In the above example, a banana coil was described.
The present invention can be similarly applied to an end flip-up type banana coil in which the end of the main coil is flipped up.

[Effects of the Invention] As described above, according to the electromagnet for a charged particle device of the present invention, the multipole coil is provided in the outer space or the inner space adjacent to the end of the main coil on the balance trajectory of the electron beam. Is provided, there is an effect that the multipole coil can easily cancel a multipole error magnetic field component generated at the end of the main coil. Further, the multi-pole coil is disposed in the outer space or the inner space, which is a space, and has an effect that it can be easily installed.

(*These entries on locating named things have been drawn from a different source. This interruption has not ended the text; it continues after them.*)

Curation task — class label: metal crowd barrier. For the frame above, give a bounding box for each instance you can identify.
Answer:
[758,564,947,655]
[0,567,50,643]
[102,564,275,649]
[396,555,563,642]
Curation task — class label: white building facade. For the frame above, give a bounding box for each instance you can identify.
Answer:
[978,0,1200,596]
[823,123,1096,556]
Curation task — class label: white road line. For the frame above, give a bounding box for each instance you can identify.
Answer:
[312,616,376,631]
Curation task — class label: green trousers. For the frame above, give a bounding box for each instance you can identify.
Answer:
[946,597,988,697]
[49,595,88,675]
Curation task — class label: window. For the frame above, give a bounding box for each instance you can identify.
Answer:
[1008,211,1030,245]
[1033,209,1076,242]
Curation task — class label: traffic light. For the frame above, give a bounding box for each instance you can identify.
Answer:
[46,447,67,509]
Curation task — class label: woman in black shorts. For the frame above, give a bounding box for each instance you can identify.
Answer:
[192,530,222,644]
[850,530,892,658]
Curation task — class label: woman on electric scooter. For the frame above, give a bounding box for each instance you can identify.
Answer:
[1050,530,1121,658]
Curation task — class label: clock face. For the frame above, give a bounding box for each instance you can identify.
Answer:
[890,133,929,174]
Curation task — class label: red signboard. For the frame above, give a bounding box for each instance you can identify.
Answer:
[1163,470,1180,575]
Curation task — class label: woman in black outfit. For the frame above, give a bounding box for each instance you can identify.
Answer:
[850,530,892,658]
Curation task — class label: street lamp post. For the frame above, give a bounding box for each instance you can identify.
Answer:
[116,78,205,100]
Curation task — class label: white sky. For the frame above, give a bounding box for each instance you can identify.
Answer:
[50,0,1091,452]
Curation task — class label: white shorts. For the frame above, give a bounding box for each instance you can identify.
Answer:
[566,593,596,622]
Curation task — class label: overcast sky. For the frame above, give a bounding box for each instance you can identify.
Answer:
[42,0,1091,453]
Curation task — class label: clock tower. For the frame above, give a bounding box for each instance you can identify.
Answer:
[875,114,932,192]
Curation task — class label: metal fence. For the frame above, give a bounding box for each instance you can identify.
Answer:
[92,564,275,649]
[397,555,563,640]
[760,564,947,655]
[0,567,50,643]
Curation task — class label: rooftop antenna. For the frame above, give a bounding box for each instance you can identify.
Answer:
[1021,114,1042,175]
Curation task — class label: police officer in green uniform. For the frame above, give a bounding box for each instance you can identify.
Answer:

[Brief description of the drawings]

FIG. 1 is a plan view of a bending electromagnet for a charged particle device according to an embodiment of the present invention, FIG. 2 is a distribution diagram of a six-pole component generated by the bending electromagnet of FIG.
FIG. 3 (a) is a plan view of a bending electromagnet showing another embodiment of the present invention, and FIG. 3 (b) is a distribution diagram of the six-pole component of FIG. 3 (a) along the electron beam equilibrium orbit direction. FIG. 4 is a perspective view showing a conventional bending electromagnet for a charged particle device, and FIG.
6, FIG. 6 is a magnetic field distribution diagram at the end of the main coil of the bending electromagnet shown in FIG. 4, and FIG. 7 is a distribution diagram of the six-pole component of the bending electromagnet shown in FIG. It is. In the figure, (3) is a bending electromagnet, (4) is a balanced orbit of an electron beam, (5) is an end of a main coil, and (6) is a hexapole coil. In the drawings, the same reference numerals indicate the same or corresponding parts.

Claims (1)

(57) [Claims] 1. A deflection electromagnet for a charged particle device comprising a pair of banana-shaped main coils obtained by bending a racetrack-type coil at a certain curvature, an outer space on an equilibrium trajectory of an electron beam and adjacent to an end of the main coil. A multi-pole coil is disposed in the portion or the inner space, and the multi-pole coil makes the integral value of the multi-pole component generated at the end of the main coil along the balanced orbit of the electron beam zero. Bending electromagnets for charged particle devices.